How a Smoky Side Hustle Sparked My PR Independence
When a renegade cigarette brand—and a loud NYC office—pushed The Accidental Publicist to bet on herself.
There’s a moment in every accidental career when you realize the universe isn’t just nudging you toward your calling—it’s dropkicking you into it.
For me, that moment came in a painfully loud office across from Grand Central, where the walls were shaking (and so was I) thanks to my neighbor’s nonstop renovation. The irony? I had just signed on as a “partner” with an agency owner looking to expand into the United States. My task? Find the office space. And reader, I found it—with a central location and jackhammers for ambiance.
No one could work. No one could hear themselves think. But I had something better than a white flag: I had a press clippings notebook the size of an old Manhattan phone book. When the building manager gave me the runaround about the noise, I pulled out my media clip book and waved it in his face like a magic wand.
“See this?” I said. “I can pitch a trend story faster than you can say ‘lease default.’ One call to the real estate beat and you’ll be reading about your building's noise nightmare—along with stories from other tenants I’m more than happy to track down.”
He blinked. He stammered. He looked like he was about to cry. I got rent credits.

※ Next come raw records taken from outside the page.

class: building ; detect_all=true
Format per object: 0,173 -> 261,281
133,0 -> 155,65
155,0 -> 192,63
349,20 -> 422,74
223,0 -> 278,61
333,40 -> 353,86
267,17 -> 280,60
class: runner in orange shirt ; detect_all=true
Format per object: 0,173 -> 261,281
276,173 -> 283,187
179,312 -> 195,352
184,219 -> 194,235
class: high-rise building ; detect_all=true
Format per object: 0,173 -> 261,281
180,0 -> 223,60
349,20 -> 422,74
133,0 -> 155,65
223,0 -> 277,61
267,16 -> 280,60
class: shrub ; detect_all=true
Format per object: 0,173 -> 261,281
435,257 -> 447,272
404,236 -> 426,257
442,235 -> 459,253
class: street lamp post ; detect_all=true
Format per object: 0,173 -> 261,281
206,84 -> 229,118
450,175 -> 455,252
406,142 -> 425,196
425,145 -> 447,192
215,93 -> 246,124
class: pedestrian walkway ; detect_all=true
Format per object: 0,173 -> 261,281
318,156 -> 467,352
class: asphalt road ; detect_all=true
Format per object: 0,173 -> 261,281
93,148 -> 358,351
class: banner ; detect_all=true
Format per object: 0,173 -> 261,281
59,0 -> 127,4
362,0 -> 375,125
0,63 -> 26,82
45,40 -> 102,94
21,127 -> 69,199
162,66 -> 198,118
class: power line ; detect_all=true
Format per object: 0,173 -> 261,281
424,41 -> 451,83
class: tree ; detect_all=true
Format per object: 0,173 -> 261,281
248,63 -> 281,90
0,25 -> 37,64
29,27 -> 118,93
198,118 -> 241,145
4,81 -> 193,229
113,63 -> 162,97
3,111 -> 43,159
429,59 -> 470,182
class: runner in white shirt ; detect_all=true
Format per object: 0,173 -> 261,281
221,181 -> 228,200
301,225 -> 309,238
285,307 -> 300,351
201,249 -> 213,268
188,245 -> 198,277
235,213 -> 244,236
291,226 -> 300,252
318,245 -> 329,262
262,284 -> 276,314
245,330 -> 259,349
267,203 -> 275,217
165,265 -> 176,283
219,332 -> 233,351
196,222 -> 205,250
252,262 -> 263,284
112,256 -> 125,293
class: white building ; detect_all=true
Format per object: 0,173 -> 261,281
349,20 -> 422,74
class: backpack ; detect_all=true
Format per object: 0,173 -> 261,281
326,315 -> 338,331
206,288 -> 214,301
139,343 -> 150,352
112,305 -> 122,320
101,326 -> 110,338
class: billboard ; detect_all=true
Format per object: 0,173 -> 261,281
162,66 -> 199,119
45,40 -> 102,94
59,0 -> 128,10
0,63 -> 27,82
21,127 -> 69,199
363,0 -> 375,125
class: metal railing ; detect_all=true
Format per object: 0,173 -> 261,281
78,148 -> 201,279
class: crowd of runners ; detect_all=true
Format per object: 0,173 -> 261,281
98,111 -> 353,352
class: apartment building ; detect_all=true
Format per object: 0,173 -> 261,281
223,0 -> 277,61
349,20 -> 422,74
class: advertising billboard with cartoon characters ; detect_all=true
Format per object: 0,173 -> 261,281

But I also got a hard-earned revelation: I didn’t need a so-called partner. I’d already survived the backbiting politics of the top three global PR agencies (including one where colleagues helped themselves to my client base while I was on maternity leave). I’d worked for bosses who operated more like Caesar than collaborators. What I needed wasn’t someone else’s vision—it was my own.
So, I did what any New Yorker on the brink does: I fled to Sedona.

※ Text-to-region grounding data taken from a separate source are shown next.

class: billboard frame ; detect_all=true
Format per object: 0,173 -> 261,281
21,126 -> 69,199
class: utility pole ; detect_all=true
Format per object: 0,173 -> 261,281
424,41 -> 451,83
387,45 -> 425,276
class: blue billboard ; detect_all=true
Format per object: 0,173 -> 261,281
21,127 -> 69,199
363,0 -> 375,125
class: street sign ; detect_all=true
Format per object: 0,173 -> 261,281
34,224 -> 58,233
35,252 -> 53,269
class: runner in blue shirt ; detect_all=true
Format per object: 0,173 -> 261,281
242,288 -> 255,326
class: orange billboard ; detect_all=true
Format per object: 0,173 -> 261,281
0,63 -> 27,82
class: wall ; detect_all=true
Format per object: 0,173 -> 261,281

There, surrounded by red rocks and blessed silence, I had a vision—minus the peyote. The PR world, with its smoke and mirrors, was mostly just hot air. I was done leasing expensive offices and burning cash on image. I'd rather put that money toward buying a real apartment. And with my spouse’s support handling the agency backend (and, yes, my mail—because that’s how the Grand Central office lights got shut off), we launched Vorticom, Inc. in March 2003.
By then, I’d long since earned the name The Accidental Publicist—having tumbled from classical music into the world of press releases and publicity stunts, banging out press releases on IBM Selectrics, wrestling with microwave-sized word processors, and mastering the desktop computer.
I was an early Internet adopter thanks to a stint at Bantam Computer Books, which eventually led me to write four books on cyberculture—back when most people still thought “going online” meant dialing into AOL. What came next wasn’t a pivot—it was a full-blown plot twist.
My first client as an independent agency owner? A very accidental one.
Patrick Carroll, then an employee at Access Business Centers (run by the journalist-turned-mega-entrepreneur, Rosalind Resnick), had a side hustle: an artisanal cigarette brand called LEGAL. I’d introduced him to a New York Magazine reporter during an event I organized for Access. But Patrick had his own PR agenda. He hijacked the interview to talk about LEGAL. The result? A real article and a real investor—one Greek entrepreneur with deep pockets.
Patrick tried to track me down for weeks. I’d already left the “partnership” and was setting up my own agency. When he finally found me, he had a budget, a product, and a dream. And I—ironically a non-smoker who mostly repped tech clients—said yes.
With a $25K budget, The Accidental Publicist orchestrated a PR campaign that included covert “leaner” girls smoking in NYC clubs, a speakeasy-style party at Suede, a guerrilla push around Fashion Week, and a press blitz that landed us in The Wall Street Journal, Associated Press, Financial Times, Fortune Small Business, Fox News, 60 Minutes, and 200M+ media impressions. We even offered free LEGAL cigarettes to any celebrity kicked out of a bar for lighting up.
We won second place in the Bulldog PR Awards that year—right behind a $1M+ campaign from the American Heart Association. And me? I was working from home before it was fashionable.
The lesson? You don’t need a “real” office or a “safe” path to make waves. Sometimes the best chapters in an accidental career begin with a bad lease, a little legal intimidation, and a whole lot of nerve.